Para o professor e pesquisador da Universidade Católica de Salvador, José Menezes, a transmissão de valores enraizados no romantismo é a causa de tudo. De acordo com ele, que ensina no mestrado e no doutorado em Família na Sociedade Contemporânea, o correto é analisar romantismos, no plural, tal a variedade de significados que o termo assumiu. “Em sua forma mais elaborada, trata-se do movimento filosófico-cultural que matizou as produções de entre fins do século 18 e todo o século 19. O exemplo mais desenhado é Goethe, que expõe, particularmente em Os sofrimentos do jovem Werther, a aspiração desesperada dos amantes pela completude através da experiência amorosa. Ou, se quisermos, o romantismo expressa a busca dos amantes por uma unidade absoluta na experiência amorosa. Unidade absoluta: os dois sujeitos se tornam um.”

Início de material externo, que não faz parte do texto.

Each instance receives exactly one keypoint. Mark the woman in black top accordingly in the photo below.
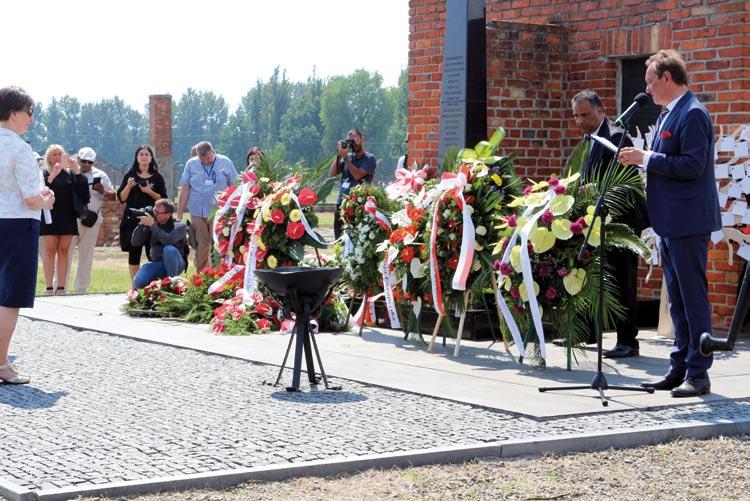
(63, 176)
(141, 187)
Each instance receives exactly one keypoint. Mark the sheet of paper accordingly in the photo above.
(723, 197)
(744, 252)
(739, 208)
(717, 236)
(738, 171)
(734, 191)
(727, 143)
(722, 171)
(605, 142)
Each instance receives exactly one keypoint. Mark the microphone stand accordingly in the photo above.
(599, 382)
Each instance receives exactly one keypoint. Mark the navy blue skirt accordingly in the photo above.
(19, 251)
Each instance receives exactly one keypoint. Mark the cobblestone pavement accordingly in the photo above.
(107, 409)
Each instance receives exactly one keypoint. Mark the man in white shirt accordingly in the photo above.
(101, 189)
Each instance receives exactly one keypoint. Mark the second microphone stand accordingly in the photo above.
(599, 382)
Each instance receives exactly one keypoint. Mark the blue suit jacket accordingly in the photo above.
(681, 187)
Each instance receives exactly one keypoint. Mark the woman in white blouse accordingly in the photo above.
(22, 197)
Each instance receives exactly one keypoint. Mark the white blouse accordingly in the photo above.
(20, 177)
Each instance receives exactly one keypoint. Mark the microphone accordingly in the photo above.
(639, 101)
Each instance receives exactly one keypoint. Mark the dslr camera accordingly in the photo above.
(142, 212)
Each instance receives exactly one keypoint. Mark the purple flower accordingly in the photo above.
(547, 217)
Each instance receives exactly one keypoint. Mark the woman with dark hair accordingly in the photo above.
(141, 186)
(22, 197)
(253, 158)
(63, 176)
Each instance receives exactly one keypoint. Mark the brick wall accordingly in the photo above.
(594, 35)
(525, 77)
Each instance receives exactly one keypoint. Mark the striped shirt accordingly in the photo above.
(206, 182)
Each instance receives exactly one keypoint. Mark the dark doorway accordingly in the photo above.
(633, 83)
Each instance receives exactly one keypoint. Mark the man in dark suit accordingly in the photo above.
(684, 209)
(589, 115)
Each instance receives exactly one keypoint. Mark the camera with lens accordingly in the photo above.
(142, 212)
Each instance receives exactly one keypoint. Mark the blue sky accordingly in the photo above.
(95, 49)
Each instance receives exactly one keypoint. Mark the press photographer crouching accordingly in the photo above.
(168, 238)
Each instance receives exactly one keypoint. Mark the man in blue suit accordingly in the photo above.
(684, 209)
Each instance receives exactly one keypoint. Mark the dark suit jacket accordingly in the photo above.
(681, 188)
(597, 163)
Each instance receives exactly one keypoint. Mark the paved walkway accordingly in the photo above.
(106, 409)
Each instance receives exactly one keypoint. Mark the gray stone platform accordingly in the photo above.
(115, 415)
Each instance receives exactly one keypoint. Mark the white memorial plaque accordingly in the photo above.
(722, 171)
(727, 219)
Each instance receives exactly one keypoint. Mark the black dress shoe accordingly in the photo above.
(621, 351)
(668, 382)
(693, 387)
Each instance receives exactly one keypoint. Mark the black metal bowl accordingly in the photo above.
(306, 281)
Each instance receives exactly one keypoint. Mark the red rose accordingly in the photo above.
(277, 216)
(264, 309)
(307, 197)
(407, 254)
(295, 230)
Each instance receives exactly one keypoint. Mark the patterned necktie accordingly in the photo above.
(660, 120)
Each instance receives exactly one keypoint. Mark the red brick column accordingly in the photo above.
(160, 137)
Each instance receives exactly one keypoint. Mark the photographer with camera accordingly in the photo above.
(100, 188)
(355, 166)
(168, 241)
(141, 186)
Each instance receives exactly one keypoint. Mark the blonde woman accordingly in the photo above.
(22, 198)
(63, 176)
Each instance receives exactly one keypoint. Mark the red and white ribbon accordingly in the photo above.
(407, 181)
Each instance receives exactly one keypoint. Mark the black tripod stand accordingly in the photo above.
(600, 212)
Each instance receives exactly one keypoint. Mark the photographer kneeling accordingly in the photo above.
(168, 238)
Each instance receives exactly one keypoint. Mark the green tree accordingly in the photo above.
(197, 116)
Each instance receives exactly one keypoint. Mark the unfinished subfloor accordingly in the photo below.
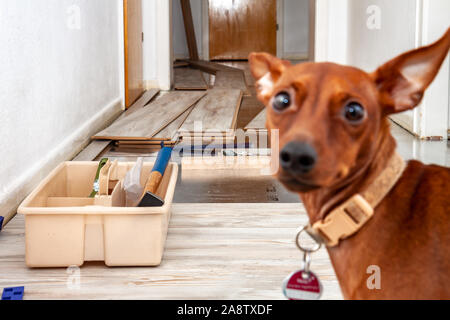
(231, 236)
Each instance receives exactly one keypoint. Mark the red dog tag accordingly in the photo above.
(302, 286)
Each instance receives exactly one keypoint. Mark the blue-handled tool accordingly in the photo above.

A psicanálise lançou um balde de água fria na pretensão romântica. Freud e Lacan chamaram a emoção de impossível. Em suas Cartas a um jovem terapeuta, Contardo Calligaris expõe a mecânica do problema: “Quando nos apaixonamos por alguém, a coisa funciona assim: nós lhe atribuímos qualidades, dons e aptidões que ele ou ela, eventualmente, não têm; em suma, idealizamos nosso objeto de amor”, define, acrescentando que “idealizamos nosso objeto de amor para verificar que somos amáveis aos olhos de nossos próprios ideais”.

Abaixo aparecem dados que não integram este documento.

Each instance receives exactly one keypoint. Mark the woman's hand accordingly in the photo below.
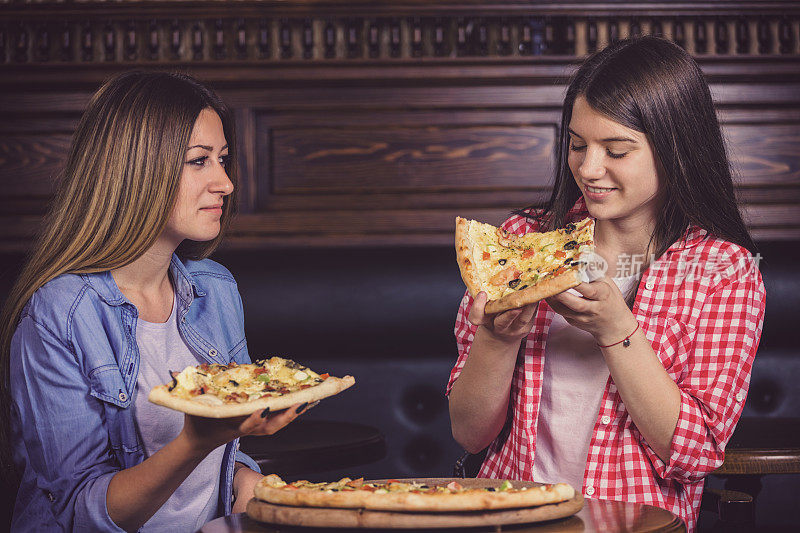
(602, 311)
(508, 326)
(244, 481)
(205, 434)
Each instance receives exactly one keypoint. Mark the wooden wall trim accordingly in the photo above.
(364, 141)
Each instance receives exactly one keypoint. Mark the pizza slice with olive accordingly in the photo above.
(223, 391)
(426, 494)
(516, 270)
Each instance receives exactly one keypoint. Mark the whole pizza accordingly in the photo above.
(516, 270)
(400, 495)
(224, 391)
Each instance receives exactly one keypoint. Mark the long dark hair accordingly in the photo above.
(653, 86)
(115, 194)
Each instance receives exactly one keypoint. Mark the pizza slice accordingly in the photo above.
(516, 270)
(428, 494)
(223, 391)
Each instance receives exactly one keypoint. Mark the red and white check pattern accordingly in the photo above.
(705, 328)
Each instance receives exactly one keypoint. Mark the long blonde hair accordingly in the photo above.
(115, 193)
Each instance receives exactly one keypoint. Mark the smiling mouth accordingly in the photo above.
(600, 189)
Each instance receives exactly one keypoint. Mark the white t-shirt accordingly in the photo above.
(194, 502)
(575, 376)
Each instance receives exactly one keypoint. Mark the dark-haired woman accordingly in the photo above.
(629, 387)
(117, 292)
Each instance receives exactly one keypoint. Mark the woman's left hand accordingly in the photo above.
(601, 311)
(244, 481)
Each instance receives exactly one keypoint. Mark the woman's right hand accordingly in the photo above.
(207, 434)
(509, 326)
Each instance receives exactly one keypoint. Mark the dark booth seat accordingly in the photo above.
(386, 316)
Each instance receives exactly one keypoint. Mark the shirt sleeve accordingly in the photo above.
(715, 373)
(465, 334)
(464, 329)
(246, 460)
(61, 436)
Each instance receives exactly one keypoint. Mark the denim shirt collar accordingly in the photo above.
(186, 285)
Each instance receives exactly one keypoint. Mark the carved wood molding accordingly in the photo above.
(91, 32)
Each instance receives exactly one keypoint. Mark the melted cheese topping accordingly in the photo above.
(216, 384)
(392, 486)
(506, 263)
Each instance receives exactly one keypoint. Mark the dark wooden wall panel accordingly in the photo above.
(376, 123)
(427, 158)
(765, 154)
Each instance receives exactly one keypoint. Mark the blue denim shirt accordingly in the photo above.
(74, 363)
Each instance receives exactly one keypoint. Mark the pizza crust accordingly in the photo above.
(471, 500)
(464, 255)
(543, 289)
(332, 385)
(466, 252)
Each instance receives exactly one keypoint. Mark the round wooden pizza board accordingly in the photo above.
(364, 518)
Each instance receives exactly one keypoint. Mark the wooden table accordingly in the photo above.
(306, 447)
(758, 447)
(600, 516)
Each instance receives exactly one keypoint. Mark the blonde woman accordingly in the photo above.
(116, 292)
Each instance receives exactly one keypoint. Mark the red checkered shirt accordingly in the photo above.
(701, 306)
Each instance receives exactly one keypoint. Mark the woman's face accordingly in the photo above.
(204, 183)
(614, 166)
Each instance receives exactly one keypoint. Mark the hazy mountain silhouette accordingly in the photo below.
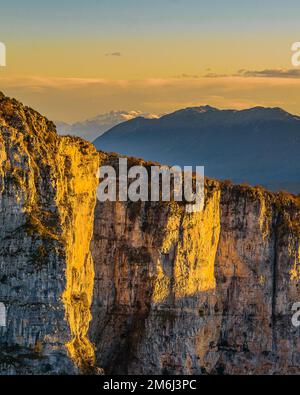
(258, 145)
(94, 127)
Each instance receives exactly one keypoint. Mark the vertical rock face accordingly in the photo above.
(47, 200)
(209, 292)
(137, 287)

A cultura se transforma, então, num caldeirão de idealizações, como sugere o professor José Menezes. “Na música popular de todos os países (pensemos o rock, por exemplo), na poesia, nas artes plásticas, no teatro, no romance, essa ideia de identificar o romântico como aquele que adere com suas ventosas amorosas em toda a superfície do outro tem certa correspondência com o desejo de completude absoluta. Quem de nós não conhece a famosa ‘fossa’, ou identifica rapidamente aquilo que vulgarmente se nomeia como ‘dor de corno’? O que essas duas menções aqui apontam? Profundos sentimentos de frustração pela ruptura de uma relação que se esperava ‘eterna’, duradoura, com correspondência e reciprocidade de fidelidade, centralidade na vida etc.”
É na celebração de uma projeção idealizada que se fundamentam os produtos culturais de hoje, reconduzindo ao turbilhão de informações em rede o ideário da paixão romântica.